Her series of Cuttings exhibitions were of discarded materials or ephemera found and re-purposed into artworks during her residencies: Cuttings (from Barcelona) Sutton Gallery, Melbourne and Bellas Gallery, Brisbane 2001; Cuttings (from St.Kilda) Sutton Gallery, Melbourne, 2004; Cuttings (from Paris) Sutton Project Space, Melbourne, 2008 and Cuttings (from New York) Sutton Gallery, Melbourne, 2010. The Cuttings series culminated in a survey exhibition in 2018, Cuttings- Elizabeth Gower at the Geelong Art Gallery.

Other survey exhibitions have included Chance or Design and Beyond the Everyday touring Victoria in 1995–96 and 2002–03, Conversations 1955 - 2005 and Sites 1980 - 2005 Victorian College of the Arts Gallery, Melbourne 2005, Beyond the everyday: The art of Elizabeth Gower 1974 - 2002 Glen Eira City Gallery, Melbourne 2002 and Mildura Arts Centre, Hamilton Art Gallery and Wangaratta Exhibition Gallery, 2003, Line of Thought 1975-2002 and Portrait of the Artist as a Young Woman 1974 - 2002 Sutton Gallery, Melbourne, 2002.

=== Group ===
Since the 70s, Gower has showed regularly in group exhibitions, especially those about feminist, abstract or collage art.
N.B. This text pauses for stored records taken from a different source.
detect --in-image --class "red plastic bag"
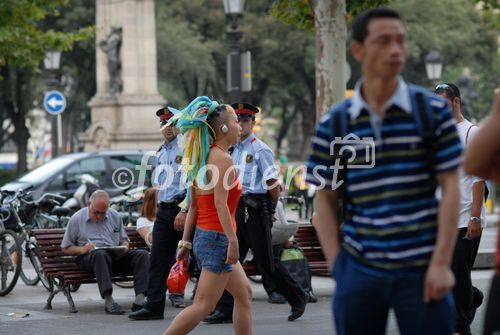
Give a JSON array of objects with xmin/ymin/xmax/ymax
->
[{"xmin": 167, "ymin": 259, "xmax": 189, "ymax": 294}]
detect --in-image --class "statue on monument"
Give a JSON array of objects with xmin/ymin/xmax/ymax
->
[{"xmin": 99, "ymin": 27, "xmax": 123, "ymax": 95}]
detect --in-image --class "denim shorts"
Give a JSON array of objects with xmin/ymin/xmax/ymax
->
[{"xmin": 193, "ymin": 228, "xmax": 233, "ymax": 273}]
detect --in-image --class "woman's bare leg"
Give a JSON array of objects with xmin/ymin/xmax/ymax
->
[
  {"xmin": 226, "ymin": 262, "xmax": 252, "ymax": 335},
  {"xmin": 163, "ymin": 266, "xmax": 231, "ymax": 335}
]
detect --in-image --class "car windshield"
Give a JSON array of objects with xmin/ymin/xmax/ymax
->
[{"xmin": 19, "ymin": 157, "xmax": 74, "ymax": 184}]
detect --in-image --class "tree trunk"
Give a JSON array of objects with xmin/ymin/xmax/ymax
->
[{"xmin": 311, "ymin": 0, "xmax": 347, "ymax": 120}]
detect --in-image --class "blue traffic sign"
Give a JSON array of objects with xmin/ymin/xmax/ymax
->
[{"xmin": 43, "ymin": 91, "xmax": 66, "ymax": 115}]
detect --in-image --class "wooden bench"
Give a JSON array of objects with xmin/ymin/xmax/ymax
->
[
  {"xmin": 243, "ymin": 224, "xmax": 330, "ymax": 276},
  {"xmin": 33, "ymin": 227, "xmax": 148, "ymax": 313}
]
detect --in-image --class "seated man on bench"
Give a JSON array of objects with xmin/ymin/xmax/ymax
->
[{"xmin": 61, "ymin": 190, "xmax": 149, "ymax": 315}]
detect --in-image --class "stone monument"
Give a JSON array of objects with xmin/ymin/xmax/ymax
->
[{"xmin": 80, "ymin": 0, "xmax": 165, "ymax": 151}]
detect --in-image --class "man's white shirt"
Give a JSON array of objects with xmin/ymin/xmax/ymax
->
[{"xmin": 457, "ymin": 120, "xmax": 486, "ymax": 228}]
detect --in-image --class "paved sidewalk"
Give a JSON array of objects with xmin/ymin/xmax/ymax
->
[{"xmin": 0, "ymin": 270, "xmax": 493, "ymax": 335}]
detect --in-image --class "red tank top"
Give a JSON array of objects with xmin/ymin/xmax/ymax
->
[{"xmin": 195, "ymin": 145, "xmax": 243, "ymax": 232}]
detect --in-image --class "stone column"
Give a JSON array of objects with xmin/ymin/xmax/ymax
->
[{"xmin": 80, "ymin": 0, "xmax": 165, "ymax": 151}]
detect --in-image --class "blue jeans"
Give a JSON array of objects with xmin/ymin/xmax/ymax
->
[{"xmin": 333, "ymin": 250, "xmax": 455, "ymax": 335}]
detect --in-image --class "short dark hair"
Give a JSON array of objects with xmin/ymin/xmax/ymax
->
[
  {"xmin": 352, "ymin": 7, "xmax": 403, "ymax": 43},
  {"xmin": 434, "ymin": 83, "xmax": 462, "ymax": 100}
]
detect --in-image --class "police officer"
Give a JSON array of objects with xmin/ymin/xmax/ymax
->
[
  {"xmin": 204, "ymin": 103, "xmax": 306, "ymax": 323},
  {"xmin": 129, "ymin": 107, "xmax": 186, "ymax": 320}
]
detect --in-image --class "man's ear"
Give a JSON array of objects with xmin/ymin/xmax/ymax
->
[{"xmin": 351, "ymin": 41, "xmax": 363, "ymax": 62}]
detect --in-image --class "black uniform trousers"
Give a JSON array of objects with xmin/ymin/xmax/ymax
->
[
  {"xmin": 451, "ymin": 228, "xmax": 482, "ymax": 335},
  {"xmin": 144, "ymin": 206, "xmax": 182, "ymax": 315},
  {"xmin": 77, "ymin": 249, "xmax": 149, "ymax": 298},
  {"xmin": 217, "ymin": 199, "xmax": 305, "ymax": 316},
  {"xmin": 483, "ymin": 274, "xmax": 500, "ymax": 335}
]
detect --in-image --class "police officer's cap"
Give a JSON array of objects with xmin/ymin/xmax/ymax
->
[
  {"xmin": 231, "ymin": 102, "xmax": 260, "ymax": 118},
  {"xmin": 156, "ymin": 106, "xmax": 177, "ymax": 130}
]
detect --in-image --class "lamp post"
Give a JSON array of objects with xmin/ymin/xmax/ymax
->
[
  {"xmin": 224, "ymin": 0, "xmax": 245, "ymax": 103},
  {"xmin": 43, "ymin": 50, "xmax": 62, "ymax": 158},
  {"xmin": 425, "ymin": 50, "xmax": 443, "ymax": 84}
]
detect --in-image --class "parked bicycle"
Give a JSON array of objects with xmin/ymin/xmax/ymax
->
[
  {"xmin": 1, "ymin": 190, "xmax": 70, "ymax": 291},
  {"xmin": 0, "ymin": 205, "xmax": 22, "ymax": 296}
]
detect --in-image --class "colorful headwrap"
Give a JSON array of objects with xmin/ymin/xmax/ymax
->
[{"xmin": 170, "ymin": 96, "xmax": 220, "ymax": 186}]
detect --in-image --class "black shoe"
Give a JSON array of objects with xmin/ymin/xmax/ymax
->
[
  {"xmin": 288, "ymin": 295, "xmax": 308, "ymax": 321},
  {"xmin": 104, "ymin": 302, "xmax": 125, "ymax": 315},
  {"xmin": 203, "ymin": 310, "xmax": 233, "ymax": 325},
  {"xmin": 307, "ymin": 290, "xmax": 318, "ymax": 303},
  {"xmin": 267, "ymin": 291, "xmax": 286, "ymax": 304},
  {"xmin": 128, "ymin": 308, "xmax": 163, "ymax": 320},
  {"xmin": 472, "ymin": 286, "xmax": 484, "ymax": 320},
  {"xmin": 130, "ymin": 302, "xmax": 144, "ymax": 312}
]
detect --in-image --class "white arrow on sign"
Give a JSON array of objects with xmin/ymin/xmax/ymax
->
[{"xmin": 47, "ymin": 97, "xmax": 64, "ymax": 108}]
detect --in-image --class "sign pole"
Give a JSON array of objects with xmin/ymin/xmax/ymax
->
[
  {"xmin": 43, "ymin": 91, "xmax": 66, "ymax": 158},
  {"xmin": 57, "ymin": 114, "xmax": 64, "ymax": 155}
]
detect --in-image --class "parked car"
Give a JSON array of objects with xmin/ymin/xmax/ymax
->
[{"xmin": 2, "ymin": 150, "xmax": 151, "ymax": 200}]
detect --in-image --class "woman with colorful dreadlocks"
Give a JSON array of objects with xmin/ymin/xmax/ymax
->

Some significant group exhibitions have included Treasures of a Decade, 1968-1978 National Gallery of Victoria, Melbourne, 1978, Biennale of Sydney, Art Gallery of NSW, Sydney 1979, Fieldwork Australian Art 1968-2002 Ian Potter Centre: National Gallery of Victoria 2002, Imaging the apple, various galleries, Sydney, Melbourne, regional areas, New York, 2004–5, 2010, Cut with a knife touring Melbourne and regional galleries 2012–13, Howard Arkley (and friends), Tarra Warra Museum of Art, Victoria, 2015, Melbourne Now, National Gallery of Victoria, 2013, Abstraction: celebrating Australian women abstract artists, from the National Gallery of Australia collection touring to regional galleries 2017, and Unfinished Business: perspectives on feminism and art, Australian Centre for Contemporary Art, Melbourne 2018. In 2024 her early abstract work was exhibited in Radical: Australian Abstract Art of the 70s and 80s at the Warrnambool Art Gallery.

=== Public commissions ===
Gower has also been commissioned to produce several public artworks such as banners, light boxes, facades, floor and wall murals. The Lost and Found floor mural in the arena foyer at Sydney Olympic Park (formerly Sydney Super Dome now Qudos Bank Arena) features broken line drawings of athletes and sporting motifs.

==Personal life==

She was first married to Howard Arkley (1973-1980?) then John R Neeson (1984- ). Gower and Neeson collaborate as artists and co-curators as well as producing individual work.